The biggest struggle that Angus and Sadie go through with each other is who is “better” and more heroic. When they are in the midst of this fighting, the dogs seem to think the same way humans would if they were in this struggle. Angus always expects himself to always be better and more heroic than Sadie. Sadie thinks she is not as good as Angus, but she believes she could be almost as heroic. When Angus is the hero, Sadie has no problem with that. Not a tad of jealousy or anger, she just goes with the flow and she expects Angus to be smarter and better than her. However, when Sadie is the hero of the moment, Angus is jealous, surprised, and angry. He ignores her. I believe this constant struggle is a lot like conflict you would find with any a human sister and brother.
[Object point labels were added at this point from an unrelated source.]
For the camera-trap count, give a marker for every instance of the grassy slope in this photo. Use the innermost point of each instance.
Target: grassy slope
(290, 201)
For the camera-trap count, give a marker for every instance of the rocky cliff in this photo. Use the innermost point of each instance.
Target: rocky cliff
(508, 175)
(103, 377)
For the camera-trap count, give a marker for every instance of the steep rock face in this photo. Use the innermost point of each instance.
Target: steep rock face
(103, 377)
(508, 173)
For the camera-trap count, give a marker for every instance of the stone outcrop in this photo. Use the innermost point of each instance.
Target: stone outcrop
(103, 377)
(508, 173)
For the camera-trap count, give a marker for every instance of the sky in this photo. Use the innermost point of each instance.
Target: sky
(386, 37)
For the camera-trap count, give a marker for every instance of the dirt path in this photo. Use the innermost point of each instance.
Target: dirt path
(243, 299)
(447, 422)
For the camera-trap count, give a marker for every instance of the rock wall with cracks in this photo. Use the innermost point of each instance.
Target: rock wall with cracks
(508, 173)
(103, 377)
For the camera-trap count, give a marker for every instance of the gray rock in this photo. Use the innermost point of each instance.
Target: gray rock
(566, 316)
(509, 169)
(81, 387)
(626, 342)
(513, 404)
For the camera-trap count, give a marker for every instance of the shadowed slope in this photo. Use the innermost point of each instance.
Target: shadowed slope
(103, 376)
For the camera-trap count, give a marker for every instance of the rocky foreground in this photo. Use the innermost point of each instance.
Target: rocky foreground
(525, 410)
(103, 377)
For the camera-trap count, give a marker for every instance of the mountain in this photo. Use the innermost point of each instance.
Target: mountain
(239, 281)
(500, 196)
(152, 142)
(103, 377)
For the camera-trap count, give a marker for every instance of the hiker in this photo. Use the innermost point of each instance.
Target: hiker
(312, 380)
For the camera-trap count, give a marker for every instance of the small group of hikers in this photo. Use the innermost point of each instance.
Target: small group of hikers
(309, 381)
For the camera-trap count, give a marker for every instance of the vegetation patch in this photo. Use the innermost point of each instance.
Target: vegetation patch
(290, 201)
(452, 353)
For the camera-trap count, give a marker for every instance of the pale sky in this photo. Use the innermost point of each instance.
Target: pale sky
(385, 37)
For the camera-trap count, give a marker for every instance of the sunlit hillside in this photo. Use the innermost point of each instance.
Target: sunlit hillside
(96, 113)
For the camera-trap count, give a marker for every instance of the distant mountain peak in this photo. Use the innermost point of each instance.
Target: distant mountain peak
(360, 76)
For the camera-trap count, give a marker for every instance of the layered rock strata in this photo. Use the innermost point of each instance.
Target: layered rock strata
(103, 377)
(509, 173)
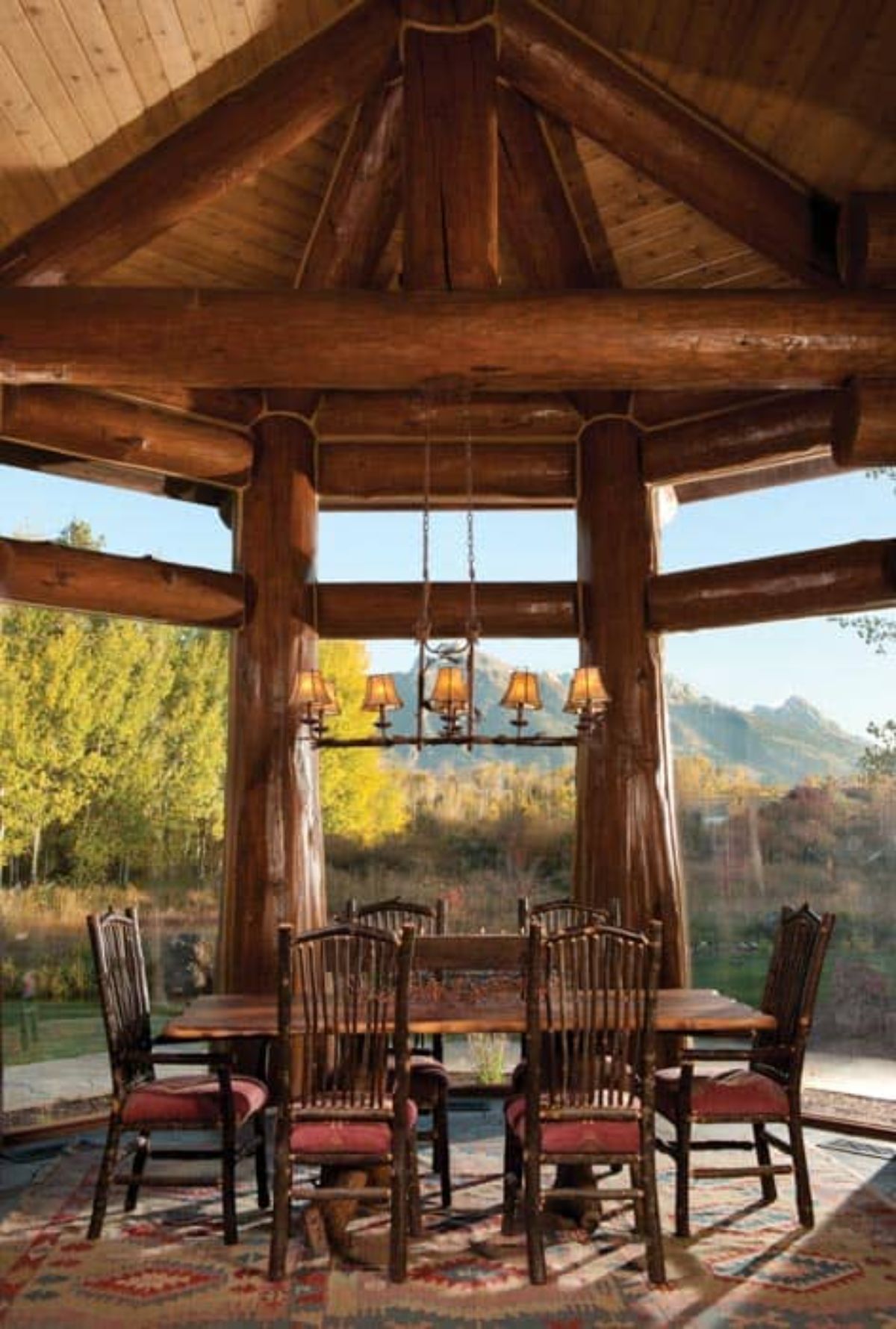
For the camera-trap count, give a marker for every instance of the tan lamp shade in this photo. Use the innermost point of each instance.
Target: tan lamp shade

Angus and Sadie’s struggles are always interesting and written in a realistic style. Author Cynthia Voight sticks to the traits and behaviors of Border Collies. Their adventures include herding sheep and protecting the farm animals from predators. Their adventures are told in a quick-paced, exciting style. Their interesting adventures keep you engrossed and turning the pages.
This book does, certainly, get you attached to these characters. Scattered throughout the book, there are little things like your dog might do — funny things, gross things and surprising things. At the same time, it shows just how smart dogs are and are not just little brainless, hairy, strange creatures compared to us. The things Angus and Sadie say and think are so human like, you begin to feel as these dogs are friends of yours. I admit, a little while after I read it, while I playing with my dog, I accidentally said “Angus” instead of his correct name.
This book is a great tale for kids any age. With such relatable characters and human-like struggles, this book keeps you turning the pages. I would recommend “Angus and Sadie” by Cynthia Voigt to my friends with a grin. I hope to reread this book again sometime soon, and hope that everyone who reads it enjoys it just as much as I did.